Bu sakin, serin parkta, soğuk içeceğiniz de gelmişse, deminki gerginlik yerini bir erince, bir dinginliğe bırakacaktır. (Ama daha serin bir yer, tozsuz bir hava arıyorsanız Harbiye’ye çıkmalısınız. Mitolojik adı olan Defne olan bu çağlayanlar, çınarlar ve defneler çukurunu gezip çıktıktan ve yerli ipek dokumaları da gördükten sonra bir restoranda soluğu alın artık. Hiçbir yerde bulamayacağınız meze zenginliği ve müessese ikramlarına kapılıp oburca yumulmayın bu lezzet şölenine. Yoksa etlere, sıcaklara yer kalmaz. Benden söylemesi.)
Eylül geldi mi, bu deli garbi yeli birden kesilir. Antakya durulur. Anadolu’da, “pastırma yazı”, burada, “biber sıcağı” dedikleri durgun, uslu sıcaklar başlar. Ama, geceler bunaltıcı değildir artık. O sinir bozucu terleme olmaz pek.

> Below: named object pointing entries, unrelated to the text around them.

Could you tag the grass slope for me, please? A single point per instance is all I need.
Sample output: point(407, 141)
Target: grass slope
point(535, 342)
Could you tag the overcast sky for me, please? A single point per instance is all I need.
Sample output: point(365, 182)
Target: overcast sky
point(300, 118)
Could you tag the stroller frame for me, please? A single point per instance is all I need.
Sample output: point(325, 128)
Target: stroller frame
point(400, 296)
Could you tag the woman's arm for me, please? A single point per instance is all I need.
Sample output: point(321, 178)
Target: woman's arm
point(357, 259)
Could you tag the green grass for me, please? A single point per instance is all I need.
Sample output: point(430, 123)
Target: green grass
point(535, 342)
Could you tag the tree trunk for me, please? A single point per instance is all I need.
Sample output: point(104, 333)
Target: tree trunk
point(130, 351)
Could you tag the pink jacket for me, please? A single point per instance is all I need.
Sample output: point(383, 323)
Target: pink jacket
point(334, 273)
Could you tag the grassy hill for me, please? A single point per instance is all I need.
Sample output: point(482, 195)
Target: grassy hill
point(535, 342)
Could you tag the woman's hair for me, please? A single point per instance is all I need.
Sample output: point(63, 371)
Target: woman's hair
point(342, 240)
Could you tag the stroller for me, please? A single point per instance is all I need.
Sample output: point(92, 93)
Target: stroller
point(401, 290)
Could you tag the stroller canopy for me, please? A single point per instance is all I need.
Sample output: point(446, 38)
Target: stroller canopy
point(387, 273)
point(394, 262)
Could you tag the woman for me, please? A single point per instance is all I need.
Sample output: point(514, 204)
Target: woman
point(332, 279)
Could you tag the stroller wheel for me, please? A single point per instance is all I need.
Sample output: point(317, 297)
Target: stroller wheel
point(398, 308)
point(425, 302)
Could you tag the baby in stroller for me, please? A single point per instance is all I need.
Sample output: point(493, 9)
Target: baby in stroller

Göz alıcı kıpkırmızı biberler salkım saçak, dizi dizi, evlerin balkonlarını, pencerelerini süsler bu günlerde. (Biber, damak zevki gelişmiş Antakyalının yaşamında çok mu çok önemlidir.) O beş, yirmi gün sürer bu göz alıcı sergi. Derken, parlak kan kırmızılığını yavaş yavaş yitiren, buruşup kuruyan biberler unutulur, göze çarpmaz olur. Zamanla kimileri içeri alınacak, kimileri daha uzun bir süre yerinde öyle asılı duracaktır.
Hava kuru, ama yakıcıdır. Daha önce tozlu, gürültücü yelden yakınanlar, şimdi havanın duygunluğundan mızırdanır.
Birkaç hafta sonra güzün ilk yağmuru büyük bir şevkle iner.Bilinen o güzelim toprak kokusu yayılır havaya. Kendine gelmeye başlamış Asi nehri biraz daha canlanır bu yağışla. Kızıl bulanık akar birkaç gün. Kirlenen yatağını bir güzel yıkar.
Antakya o uzun yağmurlarını beklemektedir artık.